Gunn and her colleagues recruited 46 couples who were asked to complete questionnaires assessing the satisfaction they felt in regard to their relationship. Researchers also gathered objective sleep data over a 10-day period using actigraphy. Actigraph devices, usually secured to the wrist or ankle, record movement throughout a night of sleep, which interprets activity/inactivity and time awake/time asleep.

Actigraph results showed that overall sleep-wake synchrony was high among couples. Men and women who slept in the same bed were either sleeping or awake at the same time for around 75 percent of their night. However, when the wife in the relationship reported being satisfied with the status of their marriage, the amount of time the couple spent sleeping and awake at the same time was much higher.
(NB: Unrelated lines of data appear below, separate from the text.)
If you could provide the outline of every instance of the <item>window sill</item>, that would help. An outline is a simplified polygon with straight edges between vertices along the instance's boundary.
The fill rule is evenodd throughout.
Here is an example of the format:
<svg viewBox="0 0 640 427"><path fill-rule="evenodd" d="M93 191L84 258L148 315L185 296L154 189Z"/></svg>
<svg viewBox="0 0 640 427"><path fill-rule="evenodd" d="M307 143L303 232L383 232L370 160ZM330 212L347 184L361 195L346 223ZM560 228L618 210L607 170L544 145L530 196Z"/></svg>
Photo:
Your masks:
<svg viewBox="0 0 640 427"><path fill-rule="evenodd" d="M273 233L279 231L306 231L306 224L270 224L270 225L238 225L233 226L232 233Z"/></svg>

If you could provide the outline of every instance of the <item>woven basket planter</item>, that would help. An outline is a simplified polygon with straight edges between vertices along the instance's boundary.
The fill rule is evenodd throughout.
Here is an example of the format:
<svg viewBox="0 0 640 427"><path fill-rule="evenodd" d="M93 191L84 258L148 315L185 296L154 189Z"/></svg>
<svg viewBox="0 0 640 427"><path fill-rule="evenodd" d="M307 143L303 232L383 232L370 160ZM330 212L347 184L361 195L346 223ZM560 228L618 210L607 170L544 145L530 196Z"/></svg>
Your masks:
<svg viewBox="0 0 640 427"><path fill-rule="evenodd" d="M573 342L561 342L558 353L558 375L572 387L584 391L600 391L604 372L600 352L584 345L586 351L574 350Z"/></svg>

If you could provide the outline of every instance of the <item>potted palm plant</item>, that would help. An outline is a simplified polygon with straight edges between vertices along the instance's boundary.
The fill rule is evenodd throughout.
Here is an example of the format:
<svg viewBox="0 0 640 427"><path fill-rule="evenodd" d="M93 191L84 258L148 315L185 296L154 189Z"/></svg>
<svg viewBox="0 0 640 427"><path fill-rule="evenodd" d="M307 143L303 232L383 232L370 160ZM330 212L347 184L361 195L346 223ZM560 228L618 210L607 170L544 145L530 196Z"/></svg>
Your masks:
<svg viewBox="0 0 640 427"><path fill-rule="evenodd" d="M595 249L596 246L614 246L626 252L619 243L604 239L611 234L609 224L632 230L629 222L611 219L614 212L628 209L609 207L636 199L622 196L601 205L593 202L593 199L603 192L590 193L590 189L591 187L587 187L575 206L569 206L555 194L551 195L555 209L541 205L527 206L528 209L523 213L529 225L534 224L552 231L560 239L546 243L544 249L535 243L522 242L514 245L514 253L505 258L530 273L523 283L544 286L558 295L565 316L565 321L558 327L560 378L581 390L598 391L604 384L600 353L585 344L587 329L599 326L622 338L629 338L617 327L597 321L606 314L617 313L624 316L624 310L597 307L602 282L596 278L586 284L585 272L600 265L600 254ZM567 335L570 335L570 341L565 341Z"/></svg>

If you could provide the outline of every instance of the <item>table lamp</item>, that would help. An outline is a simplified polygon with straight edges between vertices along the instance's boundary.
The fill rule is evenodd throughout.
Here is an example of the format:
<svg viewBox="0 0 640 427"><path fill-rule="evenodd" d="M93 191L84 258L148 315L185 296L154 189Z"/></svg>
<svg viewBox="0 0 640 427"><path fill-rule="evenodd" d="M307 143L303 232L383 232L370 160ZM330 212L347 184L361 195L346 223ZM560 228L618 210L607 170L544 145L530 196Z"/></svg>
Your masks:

"The sleep of married couples is more in sync on a minute-by-minute basis than the sleep of random individuals," Gunn added. "This suggests that our sleep patterns are regulated not only by when we sleep, but also by with whom we sleep."

A similar study headed up by Professor Richard Wiseman from the University of Hertfordshire found that the position a couple lies in while sleeping could tell how satisfied they were with their relationship. For example, only 66 percent of couples who slept over 30 inches apart from each other reported a happy romance compared to 86 percent of couples who slept less than an inch apart from each other.